PastPlace / using Wikidata as a gazetteer
The PastPlace project is working to create a global historical gazetteer using Wikidata as a spine, to which we aim to add (a) a user interface more appropriate to a gazetteer than that provided by Wikidata and (b) additional attestations of place names taken from historical sources. What I could say much about but won’t:
- Why we need a minimal core gazetteer or “spine” of untyped “places”, rather than typed geographical features.
- Why historical researchers should use an existing open gazetteer as our spine, rather than build one from scratch — although the answer might well be different for archaeologists and classicists, working with places which arguably no longer exist.
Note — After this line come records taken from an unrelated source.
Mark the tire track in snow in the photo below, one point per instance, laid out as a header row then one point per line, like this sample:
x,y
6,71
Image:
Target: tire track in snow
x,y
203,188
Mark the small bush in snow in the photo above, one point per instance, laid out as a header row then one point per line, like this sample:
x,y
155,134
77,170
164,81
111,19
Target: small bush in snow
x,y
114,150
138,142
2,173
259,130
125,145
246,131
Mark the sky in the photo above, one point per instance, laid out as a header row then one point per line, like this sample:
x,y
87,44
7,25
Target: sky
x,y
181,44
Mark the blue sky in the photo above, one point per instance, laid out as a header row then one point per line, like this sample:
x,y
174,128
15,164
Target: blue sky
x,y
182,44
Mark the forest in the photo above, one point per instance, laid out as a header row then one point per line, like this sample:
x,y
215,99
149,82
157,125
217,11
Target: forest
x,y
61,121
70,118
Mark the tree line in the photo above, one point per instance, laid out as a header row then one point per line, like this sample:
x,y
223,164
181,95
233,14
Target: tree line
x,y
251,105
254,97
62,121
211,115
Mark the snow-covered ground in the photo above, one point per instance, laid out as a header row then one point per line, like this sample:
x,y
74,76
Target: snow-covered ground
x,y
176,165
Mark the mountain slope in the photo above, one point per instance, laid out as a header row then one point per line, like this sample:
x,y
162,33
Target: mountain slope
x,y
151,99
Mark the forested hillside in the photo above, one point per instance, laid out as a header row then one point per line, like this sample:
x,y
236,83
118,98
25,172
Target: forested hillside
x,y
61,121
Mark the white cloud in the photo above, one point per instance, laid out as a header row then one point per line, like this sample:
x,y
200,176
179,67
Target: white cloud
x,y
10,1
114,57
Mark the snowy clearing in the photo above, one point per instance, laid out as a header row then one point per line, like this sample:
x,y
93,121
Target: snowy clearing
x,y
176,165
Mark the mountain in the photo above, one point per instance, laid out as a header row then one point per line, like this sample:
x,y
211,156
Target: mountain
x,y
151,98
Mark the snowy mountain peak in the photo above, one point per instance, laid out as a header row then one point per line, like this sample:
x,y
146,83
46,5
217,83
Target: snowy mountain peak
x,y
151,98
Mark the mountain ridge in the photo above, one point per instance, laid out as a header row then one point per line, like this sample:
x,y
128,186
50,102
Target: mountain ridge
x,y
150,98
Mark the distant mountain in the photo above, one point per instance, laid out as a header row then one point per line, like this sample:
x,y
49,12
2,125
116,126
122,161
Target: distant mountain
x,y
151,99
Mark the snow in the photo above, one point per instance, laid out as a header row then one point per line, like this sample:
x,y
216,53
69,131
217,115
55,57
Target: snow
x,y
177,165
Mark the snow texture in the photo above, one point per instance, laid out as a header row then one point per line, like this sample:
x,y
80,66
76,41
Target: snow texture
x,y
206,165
- What Wikidata is, other than that it is a systematisation of Wikipedia — see https://www.wikidata.org/
I will say that I believe Wikidata is a better starting point than Geonames, Open Street Map or the NGA gazetteer because:
- Those are all gazetteers of features, where each entity is allowed to have many names but only one type. In some senses “places” are bundles of features sharing name elements and approximate locations, but in those other gazetteers each feature exists separately. The Wikidata data model allows entities to be instances of multiple other entities, which better approximates my notion of a place. See this key assertion on the nature of place by Bertrand Chorizo: http://www.theguardian.com/society/2011/mar/29/jaywick-essex-resort-most-deprived#comment-10147803
- Crowd-sourcing has made other gazetteers too big in unhelpful ways, creating ambiguity and other confusions, whereas Wikipedia’s “notability” requirement, coupled with an active editing community, keeps a lid on this.
- In practice, Wikidata provides a much higher ratio of names to places, although of course they lack attribution beyond the language edition of Wikipedia they come from.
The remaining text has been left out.